Между тем «у Джулса» однажды произошло событие, которому суждено было довольно необычным образом нарушить этот мирный и методический процесс. Зима в 1859–1860 году выдалась исключительная. В долинах почти не было дождей, хотя вершины Сьерры совсем занесло снегом. Ущелья засыпало, перевалы замело, склоны гор обледенели. А когда запоздавшие юго-западные пассаты наконец принесли с собой дожди, повторилось обычное явление: долина Джулса безмолвно, бесшумно и мирно погрузилась в воду; жители перебрались на возвышенности — разве только чуть быстрее обыкновенного, ибо долгое ожидание им порядком надоело. Мэрисвиллская почтовая карета сделала обычный крюк и остановилась возле джулсовской временной гостиницы, которая служила также почтовой конторой и бакалейной лавкой, — под навесом из парусины, коры и мягких листьев ольшаника. Она высадила одного-единственного пассажира — бостонца Майлса Хеммингвея, молодого письмоводителя горнорудной компании в Сан-Франциско, командированного для составления доклада о предполагаемых золотоносных возможностях Джулса. Возможности эти показались ему весьма сомнительными, когда он, сидя на козлах кареты, обозревал затопленные хижины и слушал неторопливый рассказ кучера о паводке и о поразительном долготерпении местных жителей.
Это была все та же старая история, все та же косность и лень старателя Запада, глубоко чуждая образу мыслей и привычкам северянина, все та же тупая покорность перед дикими капризами природы, без всякой попытки вступить с ними в борьбу, которая других закаляла и приводила к успеху; все та же философия, заставлявшая принимать ураганы и пожары в прериях и сносить их всегда одинаково безучастно и безропотно.
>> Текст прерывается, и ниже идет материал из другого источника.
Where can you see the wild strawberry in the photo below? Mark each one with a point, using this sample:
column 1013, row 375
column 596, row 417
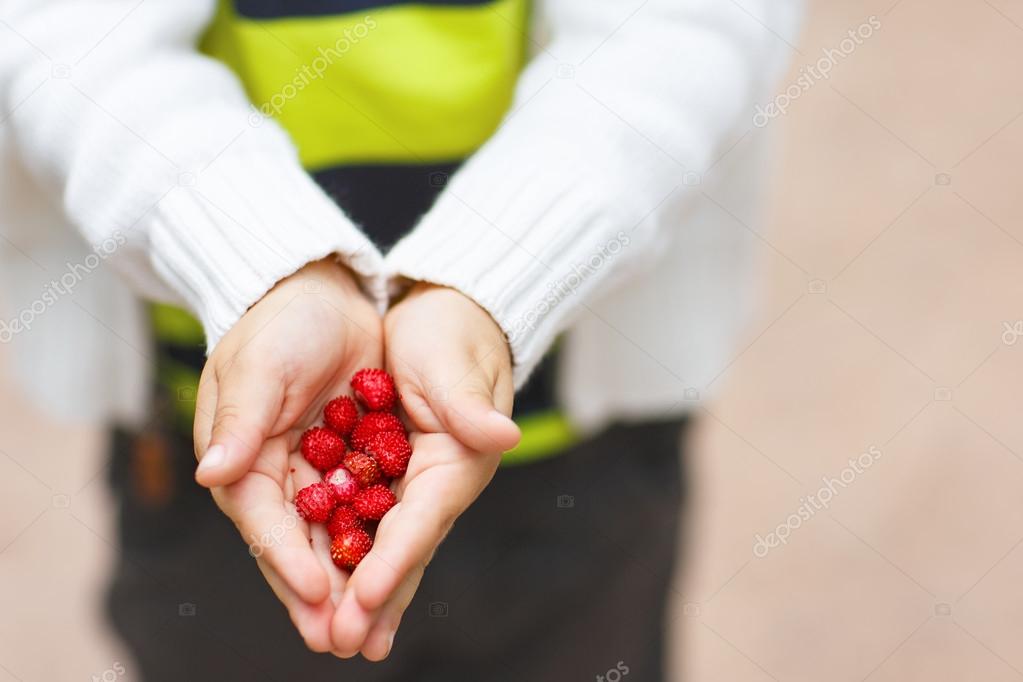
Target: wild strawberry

Быть может, где-нибудь в другом месте, в иной обстановке такое стоическое смирение пришлось бы ему по душе, но люди, которые заправляют замызганные штаны в грязные сапоги и живут только ради добытого ими золота, отнюдь не казались ему героями. Не смягчился он и тогда, когда, стоя у наспех сооруженной буфетной стойки — нескольких досок, уложенных на козлы, — пил кофе под протекающим тентом, который почему-то напомнил ему детство и зябкий пикник учеников воскресной школы. А ведь эти люди живут вот так, словно в походе, целых три недели! Еще больше раздражало его опасение, как бы не пришлось торчать здесь несколько дней, пока вода не спадет настолько, что можно будет все как следует изучить для доклада. Когда он сел на предложенный ему ящик из-под свечей, который затрещал под его тяжестью, и окинул взглядом все это мрачное запустение, досада его наконец вырвалась наружу.